かけらを集める(仮)。

日記/旅行記+メモ帳+備忘録、みたいなものです。

豊島→生口島


土生港中央桟橋から対岸を望む。

  • 5:00過ぎに起床。身仕度をして、準備しておいたカップそばを食らい、朝食とする。6:00前にチェックアウト。三原港に向かう。土生商船の高速船で因島の土生(はぶ)港に向かう。6:20発で、通勤・通学の人が乗客のほとんど。船は鷺港、重井港に立ち寄って、7:00前に土生港に到着。途中、後ほど見にいく生口島「島ごと美術館」の岡本敦生作品が見えた。土生港で豊島行きの船に乗り継ぐのだが、それまでに1時間ほど時間がある。待合室で待っているのも、芸がないので、1kmちょっと離れたところにある大山神社を参詣してきた。往復で40分ほど。やっと目が覚めてきた。土生港まで戻ってきて、8:00発の上島町のニューうおしま2に乗船。途中、弓削島の弓削港に立ち寄り、豊島に到着。30分ほど。580円。


土生港にて。三原港からはこの船に乗ってきた。


大山神社。土生港から歩いて15分ほど。自転車神社があった。さすが!


こちらは豊島桟橋。ここまで乗ってきたニューうおしま2が港を離れるところ。

  • 豊島のゲルハルト・リヒター《14枚のガラス/豊島》(2015) 特定非営利活動法人ピースウィンズ・ジャパンと特定非営利活動法人瀬戸内アートプラットフォームが協力して、愛媛県上島町の豊島にゲルハルト・リヒターの作品を設置・公開するプロジェクトを行っている。2015年に作品が設置され、2016年から(年ごとに)期間限定での公開が始まった。今年は、9月・10月の土日祝日の公開で、これを逃すと、いつ行けるかわからないので、いろいろと算段を付けて、行ってみることにした次第。

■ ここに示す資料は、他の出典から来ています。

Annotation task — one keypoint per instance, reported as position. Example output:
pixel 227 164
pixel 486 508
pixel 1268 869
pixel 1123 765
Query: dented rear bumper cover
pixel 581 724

到着後、受付を済ませ、裏山の中腹、竹林に囲まれた作品が設置されている建物に向かった。写真がその建物。この中に、《14枚のガラス/豊島》が設置されている。ガラスに映るイメージの重層、視覚のゆらぎを鑑賞する作品なので、自然光を充分かつ有効に取り入れる建物になっている。一般には船便の時間によって、朝か、夕方に訪ねるしかないが、夕方ならまた違ったイメージが立ち現れることだろう。


桟橋に着いたら、二匹のやせ犬が出迎えてくれた。そのうちの一匹。


帰りの船まで、ちょっとだけ時間があったので、近くを歩いてみた。高台から弓削島を眺めた。

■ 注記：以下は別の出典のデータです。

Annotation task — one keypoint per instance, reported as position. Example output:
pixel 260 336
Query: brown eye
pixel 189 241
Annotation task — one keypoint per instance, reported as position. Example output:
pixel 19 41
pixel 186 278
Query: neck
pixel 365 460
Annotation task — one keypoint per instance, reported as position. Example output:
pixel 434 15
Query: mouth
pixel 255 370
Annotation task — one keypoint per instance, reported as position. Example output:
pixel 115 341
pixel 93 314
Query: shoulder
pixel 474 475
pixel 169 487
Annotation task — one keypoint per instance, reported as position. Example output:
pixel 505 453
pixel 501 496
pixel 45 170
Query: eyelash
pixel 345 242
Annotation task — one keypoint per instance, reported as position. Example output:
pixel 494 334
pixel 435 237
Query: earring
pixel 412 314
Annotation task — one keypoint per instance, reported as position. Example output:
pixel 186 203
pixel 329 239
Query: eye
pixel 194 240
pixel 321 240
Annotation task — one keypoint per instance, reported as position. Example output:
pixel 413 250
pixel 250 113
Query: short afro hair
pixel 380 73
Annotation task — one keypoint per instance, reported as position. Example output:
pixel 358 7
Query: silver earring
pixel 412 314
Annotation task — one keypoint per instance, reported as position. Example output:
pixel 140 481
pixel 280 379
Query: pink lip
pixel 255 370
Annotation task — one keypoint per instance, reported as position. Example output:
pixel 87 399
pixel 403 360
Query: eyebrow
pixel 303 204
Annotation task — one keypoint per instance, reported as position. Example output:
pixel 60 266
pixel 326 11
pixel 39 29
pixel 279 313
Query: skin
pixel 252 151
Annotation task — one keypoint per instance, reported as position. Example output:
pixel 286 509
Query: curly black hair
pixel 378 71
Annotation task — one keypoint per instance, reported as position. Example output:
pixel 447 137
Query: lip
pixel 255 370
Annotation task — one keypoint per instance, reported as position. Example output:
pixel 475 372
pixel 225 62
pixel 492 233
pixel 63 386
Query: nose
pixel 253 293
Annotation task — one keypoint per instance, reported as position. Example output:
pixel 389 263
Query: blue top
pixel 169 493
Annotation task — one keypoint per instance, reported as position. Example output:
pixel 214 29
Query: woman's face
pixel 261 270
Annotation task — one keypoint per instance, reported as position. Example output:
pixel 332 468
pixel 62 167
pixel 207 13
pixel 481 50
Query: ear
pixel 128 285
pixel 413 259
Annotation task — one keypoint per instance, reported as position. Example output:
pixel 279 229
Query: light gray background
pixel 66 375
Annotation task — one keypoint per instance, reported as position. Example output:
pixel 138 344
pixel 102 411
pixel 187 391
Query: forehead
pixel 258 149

帰りも、ニューうおしま2に乗船。こうして見ると、けっこうかっこいい。

  • 帰りは9:47発のニューうおしま2に乗船。窓外から景色に見とれていたら、島の突端に大きな銅像が立っているのが見えた。さすがに途中下車、ならぬ下船して立ち寄るわけにもいかない。帰宅後に調べてみると、この銅像は生名島の濱田國太郎像とわかった。濱田國太郎(1873−1958)は日本海員組合の2代目会長を務めた人物で、1935年(昭和10)、その功績を称え、生名島の東の岬の丘の上に寿像《報海国 濱田國太郎寿像》が建立されたとのこと。ただし、例によって、1943年(昭和18)、像は供出されてしまい、オリジナルは残っていない。戦後も長い間、6mを超える大きな石の台座が残るだけだったが、2017年に、濱田國太郎を顕彰する会によって、写真などをもとに復元したFRP像がその上に立てられた。オレが船の窓から見たのはこれだな。まあ、そんなこんなしている内に、土生港に着いた。到着すると、他の乗客がダッシュでバス停に向かっている。はて、と思ったら、みな10:30発の尾道行きのバスに乗車していた。オレはファミマに寄って、昼メシを調達し、10:40発の本四バス瀬戸田港行きに乗車する。バスは因島に西側の海岸線を走り、生口橋を渡って、生口島の北側の海岸線に出る。オレは耕三寺バス停で下車。11:10頃、到着。580円。明日の10月28日になんでも自転車のイベントがあるらしく、そのため、生口橋が通行止めになり、オレが乗ったバスも明日は運休とのことだった。イベントが明日でよかった…ということで、なんとか到着。バス停のすぐ近くの、尾道観光協会瀬戸田支部(観光案内所)で、自転車を借りる。借りたのは普通車で、1日1000円。別に保証金1000円が必要(自転車を別のところに乗り捨てせず、同じところに返却すれば、戻ってくる。)電動自転車もあったが、島の周囲は平坦のようなので、普通車にしておいた。自転車はあまり新しいものではなかったが、よく整備されており、乗り心地は悪くなかった。土曜日のためか、けっこう混んでいたが、スタッフの方も親切で、野外彫刻を観て回ると言ったら、作品の写真の入ったマップを渡してくれた。ということで、さて出発。
  • 島ごと美術館 1989年に開催された「'89海と島の博覧会・ひろしま」に際して、旧・瀬戸田町(2006年に尾道市編入)が「島ごと美術館」瀬戸田ビエンナーレで参加。中原佑介酒井忠康、米倉守らの構想に基づき(ははあ、なるほどな、の人選)、現代彫刻家が設置場所を選び、サイトスペシフィックな作品を制作・設置するというもの。ビエンナーレの名の通り、2年ごとに数作ずつ?作品を増やし、生口島と高根島に合計17基の作品が設置されている。今回の訪問では、これを観て回ろうというのが大きな目的。ただし、17基のうち、瀬戸田小学校の中に設置されている福岡道雄《飛石》と、今は休館中(リニューアルのためらしい。作品自体は見ることができるようだ)のシトラスパーク瀬戸田の駐車場?に設置されている滑川公一《CATS DANCE》は割愛した。《飛石》は校門から一応遠目で見たが(じろじろ見ている不審者苦笑)、《CATS DANCE》の方は、山の中にあるので、上りを苦にして、あきらめた(SVでルートを事前調査しているうちに、行く気が萎えた。根性なしである苦笑 一応、時間の都合もあったのだが…)。生口島は1周23km、高根島にも立ち寄ったので、全部で25kmぐらいの道のりであったか。観覧の時間の含め、4時間弱の行程。さて、出発。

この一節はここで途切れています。